Newsom Surprises Board of Supes

Newsom: We are going to be asked to do things dramatically different

San Francisco Mayor Gavin Newsom today announced more than $118 million in budget cuts as well as revenue increases to fend off a projected $575.6 million deficit for the coming fiscal year.

Newsom made a surprise appearance before the Board of Supervisors this afternoon where he declared the city was in fiscal crisis and appealed to the board to collaborate on future adjustments to the budget.

"We are going to be asked to do things dramatically different," Newsom told board members and asked for their "support, help and counsel" in solving the crisis.

Newsom said his office had created six councils addressing future cuts on which supervisors will be asked to participate.

The estimated budget deficit amounts to nearly half of the city's $1.2 billion discretionary fund, according to the mayor's office.
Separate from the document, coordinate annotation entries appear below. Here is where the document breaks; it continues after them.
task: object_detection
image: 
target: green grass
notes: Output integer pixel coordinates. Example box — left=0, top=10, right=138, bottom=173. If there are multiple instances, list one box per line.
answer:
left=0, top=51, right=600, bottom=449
Following his appearance before the board, Newsom proposed $118.29 million in "solutions" to the shortfall, $71 million in cuts and $47 million in new revenues, made up of unspent funds from the previous fiscal year and $12 million from the Health Department. The cuts included the layoffs of 399 city workers and the elimination of 313 vacant city positions.

The mayor's office said a significant portion of the cuts would come from the Department of Public Health, the largest city department, but that most of the cuts would not result in direct reductions to services.

Other cutbacks included delaying the hiring of two police academy classes, and another in the sheriff's department, as well as the freezing of 77 police civilian hires, according to the mayor's office.

The proposal will likely be certified by the controller's office in the near future and does not require the board's approval, according to the mayor's office.

Layoffs will become effective in late February, budget officials said.

Newsom called the solutions "difficult and painful," and said he was not enthusiastic or proud of them.

"I don't think it's overstating to call the budget situation in San Francisco a crisis," Newsom told the board. He warned 2009 could be even worse.

"The mid-year solutions pale in comparison to next year's budget deficit," Newsom said, but he stopped short of declaring a state of emergency today, saying such a statement was not necessary.

Newsom, a former supervisor, last addressed the board as mayor in 2004, according to an aide in Supervisor Aaron Peskin's office.

The supervisors greeted Newsom politely and said they agreed the city was facing a fiscal crisis, but some expressed concern the board, and the public, was being shut out of the process by not passing the proposed cuts through board committees, which receive comment from the public.

Newsom noted that public comment is also received at city department commission meetings.

"I am absolutely confident," Newsom told board members, "that we will work through this."

"Perhaps it does take a crisis to bring our respective branches of government together," Peskin said.

Even Supervisor Chris Daly, an often vocal critic of Newsom, said he hoped "that this is a different tone for the new year."

Daly said close collaboration between the mayor and the board was needed to spare the most needy San Franciscans from cuts.

Peskin today offered legislative solutions of his own, introducing an ordinance proposing about $8.5 million in cuts to the city's general fund.